Warum koppelt die Regierung die Zahlung der Zuschüsse nicht direkt an die Kreditvergabe? Es scheint, als sei sie Opfer einer nachhaltigen neoliberalen Vernebelungstaktik, wonach alles, was auch nur entfernt nach Verstaatlichung aussieht, des Teufels ist.
An dieser Stelle muss man von der anderen Seite der Kreditklemme sprechen: Wie vertrauenswürdig ist denn eigentlich die »Realwirtschaft« (die hier deshalb in Anführungszeichen gesetzt wird, weil es die Kredite des Bankgewerbes sind, die sie in die Lage versetzen, »reale Güter« zu produzieren, streng genommen sind die Banken die Realwirtschaft)? Was ist, wenn sich ein Großteil der an deutsche Unternehmen vergebenen neuen Kredite als Risikokredite entpuppten? Wenn die Unternehmen das frische Kapital nicht in die Produktion und die Entwicklung neuer Technologie steckten, sondern ihrerseits ihr Heil in der Spekulation und der Beteiligung an Hedge Fonds suchten? Müsste der Staat konsequenterweise nicht auch diese Unternehmen unter seine Obhut nehmen?

Es ist nicht so, dass »die« deutschen Unternehmen in der Kreditklemme leiden würden. Vielmehr handelt es sich um den in Deutschland besonders gehegten und gepflegten so genannten Mittelstand. Dort ist die Situation besonders ungemütlich. Die mittelständischen Unternehmen sind von der großen Industrie abhängig, viele sogar unmittelbar. De facto sind es aus Gründen der Profitabilität ausgelagerte Agenturen der Großen – Lidl stellt seine Brötchen nicht selbst her, sondern kauft sie billig ein, die Gebäudereiniger einer großer Versicherung sind dort nicht angestellt, und die Kantinen großer Unternehmen werden extern betrieben. Ganz extrem ist es in der Autoindustrie, in der eine Handvoll Hersteller eine unübersehbare Zahl an direkten wie indirekten Zulieferern – allesamt Mittelständler – dirigiert.

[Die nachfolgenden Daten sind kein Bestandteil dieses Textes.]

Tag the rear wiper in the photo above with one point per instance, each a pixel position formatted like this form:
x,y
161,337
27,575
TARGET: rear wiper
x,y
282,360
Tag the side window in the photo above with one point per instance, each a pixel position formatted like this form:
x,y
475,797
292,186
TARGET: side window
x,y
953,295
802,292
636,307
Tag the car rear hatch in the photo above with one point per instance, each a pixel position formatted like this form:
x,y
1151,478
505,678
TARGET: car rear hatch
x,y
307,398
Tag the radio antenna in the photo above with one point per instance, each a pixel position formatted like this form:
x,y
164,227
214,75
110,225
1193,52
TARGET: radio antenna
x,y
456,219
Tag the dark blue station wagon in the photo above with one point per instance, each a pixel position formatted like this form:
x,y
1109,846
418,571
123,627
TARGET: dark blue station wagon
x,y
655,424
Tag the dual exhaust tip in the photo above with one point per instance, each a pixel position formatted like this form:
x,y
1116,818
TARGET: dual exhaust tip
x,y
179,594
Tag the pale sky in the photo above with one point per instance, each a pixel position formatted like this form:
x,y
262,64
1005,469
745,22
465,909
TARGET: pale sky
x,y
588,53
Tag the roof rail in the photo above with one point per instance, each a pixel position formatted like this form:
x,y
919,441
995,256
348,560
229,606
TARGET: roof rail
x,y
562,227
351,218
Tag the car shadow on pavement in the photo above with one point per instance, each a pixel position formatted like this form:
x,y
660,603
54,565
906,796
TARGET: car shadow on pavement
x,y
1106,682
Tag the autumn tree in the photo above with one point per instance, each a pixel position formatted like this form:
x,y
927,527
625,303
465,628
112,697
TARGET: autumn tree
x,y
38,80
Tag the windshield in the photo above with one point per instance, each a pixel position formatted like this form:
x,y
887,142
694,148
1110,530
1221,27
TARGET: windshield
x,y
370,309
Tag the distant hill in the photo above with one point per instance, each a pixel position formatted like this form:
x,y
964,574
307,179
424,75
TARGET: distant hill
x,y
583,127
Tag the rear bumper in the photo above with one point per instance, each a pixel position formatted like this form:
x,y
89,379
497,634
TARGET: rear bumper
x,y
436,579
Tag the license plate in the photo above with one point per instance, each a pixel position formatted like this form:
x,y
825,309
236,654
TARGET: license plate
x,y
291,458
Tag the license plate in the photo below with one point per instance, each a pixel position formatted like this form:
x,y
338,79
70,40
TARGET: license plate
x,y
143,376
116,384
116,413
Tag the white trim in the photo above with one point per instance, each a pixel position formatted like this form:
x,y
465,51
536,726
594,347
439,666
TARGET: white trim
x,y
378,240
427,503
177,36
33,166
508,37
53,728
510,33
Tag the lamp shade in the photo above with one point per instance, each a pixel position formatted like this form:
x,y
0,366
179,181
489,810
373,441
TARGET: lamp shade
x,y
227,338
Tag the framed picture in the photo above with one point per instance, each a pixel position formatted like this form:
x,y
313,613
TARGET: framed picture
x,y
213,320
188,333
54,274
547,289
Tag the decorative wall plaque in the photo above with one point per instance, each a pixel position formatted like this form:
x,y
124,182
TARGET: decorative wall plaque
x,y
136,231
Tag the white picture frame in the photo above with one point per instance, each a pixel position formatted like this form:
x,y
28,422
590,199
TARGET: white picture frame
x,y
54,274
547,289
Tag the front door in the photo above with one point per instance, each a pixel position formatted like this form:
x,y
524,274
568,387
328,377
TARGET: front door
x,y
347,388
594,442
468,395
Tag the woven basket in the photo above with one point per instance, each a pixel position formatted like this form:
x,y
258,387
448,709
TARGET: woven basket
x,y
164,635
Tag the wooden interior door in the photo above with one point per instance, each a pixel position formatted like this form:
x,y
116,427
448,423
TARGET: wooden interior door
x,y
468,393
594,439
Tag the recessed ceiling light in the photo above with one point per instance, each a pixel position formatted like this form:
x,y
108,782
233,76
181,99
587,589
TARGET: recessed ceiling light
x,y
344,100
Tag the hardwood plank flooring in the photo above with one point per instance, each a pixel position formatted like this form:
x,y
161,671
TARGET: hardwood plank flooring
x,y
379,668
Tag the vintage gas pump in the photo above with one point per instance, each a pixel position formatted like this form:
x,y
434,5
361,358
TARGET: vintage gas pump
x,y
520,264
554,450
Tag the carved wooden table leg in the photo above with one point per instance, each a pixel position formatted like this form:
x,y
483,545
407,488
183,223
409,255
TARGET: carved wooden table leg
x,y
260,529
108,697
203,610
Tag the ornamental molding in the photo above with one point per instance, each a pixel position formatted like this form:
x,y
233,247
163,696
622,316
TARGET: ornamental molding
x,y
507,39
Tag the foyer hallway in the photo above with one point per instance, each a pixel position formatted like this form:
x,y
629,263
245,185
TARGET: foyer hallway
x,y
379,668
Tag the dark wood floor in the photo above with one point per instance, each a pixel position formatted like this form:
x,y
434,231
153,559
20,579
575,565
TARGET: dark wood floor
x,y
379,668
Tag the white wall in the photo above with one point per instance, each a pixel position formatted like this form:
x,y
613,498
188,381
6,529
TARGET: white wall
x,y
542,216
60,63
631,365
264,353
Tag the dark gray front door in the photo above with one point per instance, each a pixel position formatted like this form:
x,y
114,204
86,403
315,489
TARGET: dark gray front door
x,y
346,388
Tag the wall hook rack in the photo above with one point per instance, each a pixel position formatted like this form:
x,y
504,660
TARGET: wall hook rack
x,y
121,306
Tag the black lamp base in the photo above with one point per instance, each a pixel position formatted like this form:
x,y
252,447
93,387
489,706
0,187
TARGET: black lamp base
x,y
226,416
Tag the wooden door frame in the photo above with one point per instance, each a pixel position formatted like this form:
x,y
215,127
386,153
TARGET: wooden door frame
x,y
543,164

In der Regel handelt es sich um hochspezialisierte Technologiezulieferer und Dienstleister, der Druck ist riesig, sie müssen sich permanent an die Bedürfnisse der großen Industrien anpassen. Da ist es nahezu unmöglich, eine hohe Eigenkapitaldeckung zu generieren, hinzukommt noch, dass die Mittelstandsunternehmen beliebte Spekulationsobjekte von Hedge Fonds (gewesen) sind – denn die hohe Spezialisierung verspricht im günstigen Fall hohe Gewinne. Geht diesen Unternehmen das Kapital aus, was an ihrer Abhängigkeit von der schwächelnden Autoindustrie und toxischen Hedge Fonds liegt, kann das umgekehrt auf die große Industrie zurückschlagen und die Krise dort potenzieren. Mehr noch: Eine Pleitewelle könnte zu einem regelrechten Braindrain führen, denn mit der Pleite würde jede Menge technologisches Wissen verloren (oder an ausländische Aufkäufer) gehen. Auch das wirkte sich krisenbeschleunigend aus.

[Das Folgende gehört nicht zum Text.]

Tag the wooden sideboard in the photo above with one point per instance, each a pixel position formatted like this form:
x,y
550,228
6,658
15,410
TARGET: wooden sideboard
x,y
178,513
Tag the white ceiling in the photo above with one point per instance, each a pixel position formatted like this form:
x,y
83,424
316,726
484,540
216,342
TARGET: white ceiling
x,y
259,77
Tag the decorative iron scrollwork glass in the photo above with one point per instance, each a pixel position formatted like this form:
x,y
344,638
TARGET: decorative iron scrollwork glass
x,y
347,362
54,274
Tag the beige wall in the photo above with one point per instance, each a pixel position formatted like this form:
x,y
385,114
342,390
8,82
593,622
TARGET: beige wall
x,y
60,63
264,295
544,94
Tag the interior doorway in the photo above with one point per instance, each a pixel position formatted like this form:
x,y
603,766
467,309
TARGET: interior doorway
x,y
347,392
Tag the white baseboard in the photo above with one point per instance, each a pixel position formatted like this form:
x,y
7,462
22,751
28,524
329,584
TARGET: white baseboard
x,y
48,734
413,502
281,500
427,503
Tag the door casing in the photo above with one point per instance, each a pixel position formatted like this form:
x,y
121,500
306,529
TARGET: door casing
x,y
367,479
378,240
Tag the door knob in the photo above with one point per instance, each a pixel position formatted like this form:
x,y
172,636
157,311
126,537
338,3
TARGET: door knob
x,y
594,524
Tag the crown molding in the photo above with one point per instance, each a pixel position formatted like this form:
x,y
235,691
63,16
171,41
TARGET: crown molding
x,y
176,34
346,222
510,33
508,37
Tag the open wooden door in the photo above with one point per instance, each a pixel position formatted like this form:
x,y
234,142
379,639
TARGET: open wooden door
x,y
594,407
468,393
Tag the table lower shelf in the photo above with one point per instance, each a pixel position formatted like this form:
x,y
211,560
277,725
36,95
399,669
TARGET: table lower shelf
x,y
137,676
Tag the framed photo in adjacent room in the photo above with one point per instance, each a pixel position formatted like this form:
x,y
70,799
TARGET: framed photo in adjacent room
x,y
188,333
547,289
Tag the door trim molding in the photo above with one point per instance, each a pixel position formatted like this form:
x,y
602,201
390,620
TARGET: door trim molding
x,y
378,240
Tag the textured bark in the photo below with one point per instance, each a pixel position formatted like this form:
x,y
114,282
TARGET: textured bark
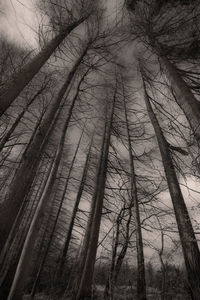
x,y
83,253
74,212
110,284
26,171
88,270
56,219
22,272
184,96
141,282
17,83
7,136
188,240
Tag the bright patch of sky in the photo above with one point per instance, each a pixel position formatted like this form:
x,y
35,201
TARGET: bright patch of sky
x,y
19,22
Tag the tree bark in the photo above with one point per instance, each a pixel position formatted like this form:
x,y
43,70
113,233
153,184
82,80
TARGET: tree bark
x,y
141,281
85,286
184,96
188,240
18,81
7,136
56,220
21,275
74,212
25,174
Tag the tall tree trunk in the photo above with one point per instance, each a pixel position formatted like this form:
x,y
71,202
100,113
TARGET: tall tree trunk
x,y
8,260
18,81
55,221
85,287
22,272
26,171
188,240
7,136
141,282
109,288
74,212
84,248
184,96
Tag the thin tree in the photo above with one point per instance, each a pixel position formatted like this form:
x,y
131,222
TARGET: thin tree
x,y
87,275
30,160
20,79
188,240
141,282
22,271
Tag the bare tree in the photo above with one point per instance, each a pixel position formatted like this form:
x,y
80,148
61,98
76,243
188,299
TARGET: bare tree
x,y
188,240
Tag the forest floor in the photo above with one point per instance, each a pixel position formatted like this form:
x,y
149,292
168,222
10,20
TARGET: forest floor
x,y
121,293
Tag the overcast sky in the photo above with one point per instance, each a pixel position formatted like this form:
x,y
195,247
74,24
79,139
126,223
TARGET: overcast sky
x,y
19,21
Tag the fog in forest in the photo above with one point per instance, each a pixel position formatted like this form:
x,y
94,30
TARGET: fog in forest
x,y
99,149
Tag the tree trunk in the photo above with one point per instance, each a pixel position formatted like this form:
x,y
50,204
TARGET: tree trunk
x,y
74,212
18,81
55,221
85,287
141,282
7,136
184,96
187,237
21,275
26,171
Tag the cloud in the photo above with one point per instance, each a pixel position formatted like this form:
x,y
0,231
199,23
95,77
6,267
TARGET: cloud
x,y
19,21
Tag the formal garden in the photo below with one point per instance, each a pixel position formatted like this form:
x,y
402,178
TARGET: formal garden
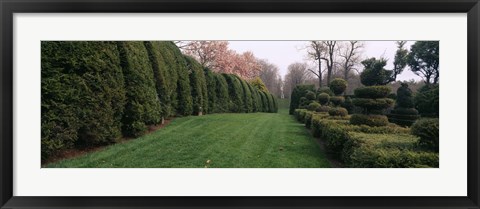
x,y
358,131
148,104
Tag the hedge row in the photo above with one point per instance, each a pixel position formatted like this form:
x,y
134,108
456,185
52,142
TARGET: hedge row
x,y
364,146
95,92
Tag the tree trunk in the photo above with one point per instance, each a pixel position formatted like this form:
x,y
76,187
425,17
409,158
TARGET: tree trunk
x,y
319,73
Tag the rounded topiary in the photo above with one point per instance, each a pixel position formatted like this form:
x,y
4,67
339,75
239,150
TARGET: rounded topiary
x,y
323,109
428,131
427,100
337,100
348,104
374,73
323,98
369,120
372,92
404,97
325,90
310,95
313,106
338,111
338,86
303,102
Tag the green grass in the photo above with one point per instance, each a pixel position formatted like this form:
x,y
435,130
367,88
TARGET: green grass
x,y
251,140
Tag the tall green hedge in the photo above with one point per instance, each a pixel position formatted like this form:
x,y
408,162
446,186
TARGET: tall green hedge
x,y
254,96
211,90
95,92
82,92
223,97
247,96
235,92
198,86
161,78
169,65
143,105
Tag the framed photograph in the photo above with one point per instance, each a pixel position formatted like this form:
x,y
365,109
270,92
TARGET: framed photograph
x,y
265,104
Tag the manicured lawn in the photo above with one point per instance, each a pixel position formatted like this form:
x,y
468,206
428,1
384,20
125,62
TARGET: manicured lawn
x,y
250,140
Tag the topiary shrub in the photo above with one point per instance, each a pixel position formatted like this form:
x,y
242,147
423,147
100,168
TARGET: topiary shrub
x,y
427,100
369,120
300,115
308,119
326,90
298,92
304,102
338,86
322,109
370,105
338,111
372,98
323,98
374,73
348,104
313,106
404,114
310,95
428,131
337,100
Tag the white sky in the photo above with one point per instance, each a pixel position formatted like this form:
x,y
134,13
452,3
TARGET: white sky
x,y
284,53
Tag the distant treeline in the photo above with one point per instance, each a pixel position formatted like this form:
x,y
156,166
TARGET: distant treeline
x,y
95,92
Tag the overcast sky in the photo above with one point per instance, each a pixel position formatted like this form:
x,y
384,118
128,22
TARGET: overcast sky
x,y
284,53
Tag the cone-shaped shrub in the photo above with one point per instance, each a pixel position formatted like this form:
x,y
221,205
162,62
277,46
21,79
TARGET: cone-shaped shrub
x,y
211,90
142,105
404,113
235,92
168,64
254,96
160,72
223,97
82,92
247,96
198,86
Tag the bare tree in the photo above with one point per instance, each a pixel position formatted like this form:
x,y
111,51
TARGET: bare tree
x,y
329,58
298,73
350,57
269,73
315,51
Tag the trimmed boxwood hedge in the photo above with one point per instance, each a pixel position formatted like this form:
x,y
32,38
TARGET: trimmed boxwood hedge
x,y
372,92
364,146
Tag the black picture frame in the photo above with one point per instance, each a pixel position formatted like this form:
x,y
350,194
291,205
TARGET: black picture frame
x,y
9,7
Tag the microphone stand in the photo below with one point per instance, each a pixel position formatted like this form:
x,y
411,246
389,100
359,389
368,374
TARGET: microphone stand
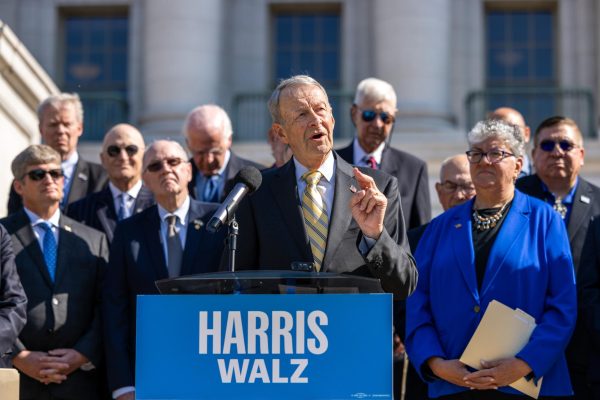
x,y
232,234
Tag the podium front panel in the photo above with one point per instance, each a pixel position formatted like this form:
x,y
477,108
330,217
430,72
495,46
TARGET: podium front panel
x,y
327,346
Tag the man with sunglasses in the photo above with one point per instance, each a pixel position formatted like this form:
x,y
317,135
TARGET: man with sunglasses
x,y
558,156
166,240
373,114
61,125
121,155
60,263
208,135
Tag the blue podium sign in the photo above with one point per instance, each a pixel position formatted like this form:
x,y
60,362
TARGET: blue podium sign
x,y
323,346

Die Regierung sieht sich in einem Dilemma: Eine enge Bindung der Banken an den Mittelstand könnte, sollte die Realwirtschaft sich doch nicht als so robust und unmittelbar vor dem Aufschwung stehend erweisen, die Banken und ihr Geschäft abermals schwächen – und das wäre angesichts der Zentralität des Kreditgeschäfts im Kapitalismus fatal. Andererseits sind in diesem Sektor zig Millionen Leute beschäftigt, und dort ist sehr viel technologisches Wissen kristallisiert. Die Pleitewelle würde riesige Kreise ziehen und am Ende auch die Banken treffen. In dieser Krise zeigen sich die Grenzen des Staatsinterventionismus deutlich. Es ist dies auch ein Lehrstück für alle linken Freunde der Bankenverstaatlichung – der Krisentendenz des Kapitalismus entgeht man durch Verstaatlichung gerade nicht.

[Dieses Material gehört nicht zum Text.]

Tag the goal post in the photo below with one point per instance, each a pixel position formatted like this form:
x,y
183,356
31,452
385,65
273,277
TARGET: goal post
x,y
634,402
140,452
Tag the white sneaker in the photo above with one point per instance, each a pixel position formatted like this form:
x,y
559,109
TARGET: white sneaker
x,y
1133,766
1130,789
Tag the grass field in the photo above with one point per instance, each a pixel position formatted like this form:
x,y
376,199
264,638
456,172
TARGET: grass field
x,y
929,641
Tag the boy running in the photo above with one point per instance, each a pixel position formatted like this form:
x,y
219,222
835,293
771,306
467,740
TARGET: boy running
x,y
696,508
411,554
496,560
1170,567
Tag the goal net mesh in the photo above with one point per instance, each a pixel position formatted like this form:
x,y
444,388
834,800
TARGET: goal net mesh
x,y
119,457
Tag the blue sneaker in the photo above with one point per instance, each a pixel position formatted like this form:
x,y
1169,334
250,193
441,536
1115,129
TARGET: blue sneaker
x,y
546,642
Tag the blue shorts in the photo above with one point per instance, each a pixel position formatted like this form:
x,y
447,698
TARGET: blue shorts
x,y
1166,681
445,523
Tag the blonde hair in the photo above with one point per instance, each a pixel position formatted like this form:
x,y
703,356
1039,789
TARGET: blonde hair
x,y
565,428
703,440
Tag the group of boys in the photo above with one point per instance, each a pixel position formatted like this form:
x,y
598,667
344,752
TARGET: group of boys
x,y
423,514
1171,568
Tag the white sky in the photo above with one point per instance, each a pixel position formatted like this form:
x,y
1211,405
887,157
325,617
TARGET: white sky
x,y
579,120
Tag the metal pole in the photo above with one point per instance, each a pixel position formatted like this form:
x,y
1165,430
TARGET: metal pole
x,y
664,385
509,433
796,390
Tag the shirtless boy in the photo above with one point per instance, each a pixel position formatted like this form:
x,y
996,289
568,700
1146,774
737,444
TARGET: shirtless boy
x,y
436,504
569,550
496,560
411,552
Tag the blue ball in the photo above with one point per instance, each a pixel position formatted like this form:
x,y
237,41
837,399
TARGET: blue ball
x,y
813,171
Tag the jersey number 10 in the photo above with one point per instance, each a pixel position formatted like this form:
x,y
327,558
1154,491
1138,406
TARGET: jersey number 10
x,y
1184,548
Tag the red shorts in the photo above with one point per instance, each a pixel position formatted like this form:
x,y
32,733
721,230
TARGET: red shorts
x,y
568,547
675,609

Man darf jedoch nicht vergessen, steckt der Staat auch selbst in dieser Klemme, handlungsunfähig ist er nicht. Er kann noch an ganz anderen Stellschrauben drehen – eine verschärfte Sicherheitspolitik, eine repressivere Sozialpolitik, die Ummodelung des Gesundheitssystems, die Disziplinierung des Humankapitals (Bildungspolitik). Es gibt viele Antworten auf die Kreditklemme, auch wenn sie auf den ersten Blick nicht mit ihr in Verbindung gebracht werden. Der Spuk ist allgegenwärtig.